DOI: 10.7937/29kw-ae92 | Page Accessibility: Public | Collection

Collection Snapshot
Location Species Subjects Data Types Cancer Types Supporting Data Status Updated
Breast Human 326 MG Breast Cancer Clinical, Image Analyses Public, Complete 2023/09/13

Summary

Deep learning (DL) has a promising potential in reducing the workload of radiologists and helping them provide a more accurate diagnosis. However, fully annotated and large-sized datasets are required. This dataset is a collection of 2,006 high-resolution Contrast-enhanced spectral mammography (CESM) images with annotations and medical reports. 

Acquisition protocol: 

CESM is done using the standard digital mammography equipment, with additional software that performs dual-energy image acquisition. Two minutes after intravenously injecting the patient with non-ionic low-osmolar iodinated contrast material (dose: 1.5 mL/kg), craniocaudal (CC) and mediolateral oblique (MLO) views are obtained. Each view comprises two exposures, one with low energy (peak kilo-voltage values ranging from 26 to 31kVp) and one with high energy (45 to 49 kVp). Low and high-energy images are then recombined and subtracted through appropriate image processing to suppress the background breast parenchyma. A complete examination is carried out in about 5-6 minutes.

Image preprocessing:

The images were converted from DICOM to JPEG using RadiAnt with best 100% image quality (lossless).  They have an average of 2355 x 1315 pixels.

Supporting data:

Full medical reports are also provided for each case (DOCX) along with manual segmentation annotation for the abnormal findings in each image (CSV file).  Each image with its corresponding manual annotation (breast composition, mass shape, mass margin, mass density, architectural distortion, asymmetries, calcification type, calcification distribution, mass enhancement pattern, non-mass enhancement pattern, non-mass enhancement distribution, and overall BIRADS assessment) is compiled into 1 Excel file. 

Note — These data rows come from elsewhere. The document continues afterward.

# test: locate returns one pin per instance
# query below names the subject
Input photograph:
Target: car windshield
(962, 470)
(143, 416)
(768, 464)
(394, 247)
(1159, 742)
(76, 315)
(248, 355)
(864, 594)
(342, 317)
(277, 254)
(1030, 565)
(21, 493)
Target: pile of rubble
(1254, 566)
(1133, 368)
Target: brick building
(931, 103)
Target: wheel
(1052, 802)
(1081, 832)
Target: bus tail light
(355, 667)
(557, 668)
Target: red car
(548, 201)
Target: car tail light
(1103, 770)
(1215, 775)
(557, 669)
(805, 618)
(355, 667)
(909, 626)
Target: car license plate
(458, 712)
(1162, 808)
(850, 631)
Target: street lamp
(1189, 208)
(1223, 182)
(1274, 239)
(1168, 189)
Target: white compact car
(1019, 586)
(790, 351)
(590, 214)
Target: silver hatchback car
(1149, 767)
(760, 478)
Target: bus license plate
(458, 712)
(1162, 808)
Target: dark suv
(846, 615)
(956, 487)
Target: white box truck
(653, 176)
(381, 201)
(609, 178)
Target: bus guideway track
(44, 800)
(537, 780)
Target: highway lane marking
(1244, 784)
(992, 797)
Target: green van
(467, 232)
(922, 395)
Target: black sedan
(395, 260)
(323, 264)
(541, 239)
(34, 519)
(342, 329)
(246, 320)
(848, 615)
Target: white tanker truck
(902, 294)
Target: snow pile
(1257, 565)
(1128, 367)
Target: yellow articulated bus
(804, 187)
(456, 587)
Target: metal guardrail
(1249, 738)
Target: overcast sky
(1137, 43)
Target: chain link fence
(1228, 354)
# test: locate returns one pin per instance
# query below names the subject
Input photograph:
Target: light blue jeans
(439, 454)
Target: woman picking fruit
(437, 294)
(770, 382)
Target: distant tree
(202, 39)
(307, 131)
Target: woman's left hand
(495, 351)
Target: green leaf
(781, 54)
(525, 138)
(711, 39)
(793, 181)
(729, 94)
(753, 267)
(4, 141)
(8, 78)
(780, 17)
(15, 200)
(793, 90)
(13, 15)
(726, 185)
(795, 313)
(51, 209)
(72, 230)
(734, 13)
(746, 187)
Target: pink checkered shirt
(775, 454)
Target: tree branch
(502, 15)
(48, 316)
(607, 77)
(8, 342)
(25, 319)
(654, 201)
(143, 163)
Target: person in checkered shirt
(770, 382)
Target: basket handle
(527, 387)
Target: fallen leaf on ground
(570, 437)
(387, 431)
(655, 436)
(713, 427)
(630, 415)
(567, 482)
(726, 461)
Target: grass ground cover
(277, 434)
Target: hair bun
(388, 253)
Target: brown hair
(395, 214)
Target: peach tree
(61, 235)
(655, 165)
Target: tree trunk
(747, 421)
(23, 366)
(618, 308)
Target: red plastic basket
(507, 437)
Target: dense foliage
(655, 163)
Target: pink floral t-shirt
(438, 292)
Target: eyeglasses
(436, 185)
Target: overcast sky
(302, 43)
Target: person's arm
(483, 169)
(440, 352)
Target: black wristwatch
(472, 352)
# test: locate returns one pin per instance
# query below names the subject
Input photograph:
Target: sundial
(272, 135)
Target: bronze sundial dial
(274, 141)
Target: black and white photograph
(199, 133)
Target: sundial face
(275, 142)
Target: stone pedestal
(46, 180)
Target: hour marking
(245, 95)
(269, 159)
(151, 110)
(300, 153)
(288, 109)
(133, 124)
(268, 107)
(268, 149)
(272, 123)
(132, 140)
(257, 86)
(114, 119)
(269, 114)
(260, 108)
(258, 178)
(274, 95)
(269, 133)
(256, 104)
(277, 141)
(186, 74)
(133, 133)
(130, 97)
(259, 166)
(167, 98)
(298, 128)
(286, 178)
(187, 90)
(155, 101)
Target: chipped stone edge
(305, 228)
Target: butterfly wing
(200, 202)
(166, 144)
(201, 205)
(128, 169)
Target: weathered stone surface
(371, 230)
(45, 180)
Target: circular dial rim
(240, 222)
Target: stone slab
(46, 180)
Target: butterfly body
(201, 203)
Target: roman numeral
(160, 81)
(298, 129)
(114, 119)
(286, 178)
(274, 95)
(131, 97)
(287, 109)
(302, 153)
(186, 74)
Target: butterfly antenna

https://www.robots.ox.ac.uk/~vgg/software/via/via.html was used for the segmentation annotation.  It can be used to show the annotations on the images by clicking on Annotation--> import annotations (from csv), and then proceeding to upload any image to view the annotations drawn over it.  Moreover, a helper repository is created to help with pre-processing, model training, model evaluation, and segmentation annotation loading: https://github.com/omar-mohamed/CDD-CESM-Dataset

Regarding the tabs on the annotations Excel file, these are commonly used radiological descriptors as defined by the American College of Radiology 2013 lexicon.

Acknowledgements

We would like to acknowledge the individuals and institutions that have provided data for this collection:

  • National Cancer Institute, Cairo University, Cairo, Egypt : Special thanks to Dr. Rana Khaled, M.Sc, Prof. Maha Helal, MD, Prof. Omnia Mokhtar, MD and Dr. Hebatalla El Kassas, MD from the Department of Radiology.
  • Faculty of Computers and Artificial Intelligence, Cairo University, Cairo, Egypt – Special thanks to Omar Alfarghaly, Prof. Abeer Elkorany, and Prof. Aly Fahmy from the Department of Computer Science.

Data Access

Click the Versions tab for more info about data releases.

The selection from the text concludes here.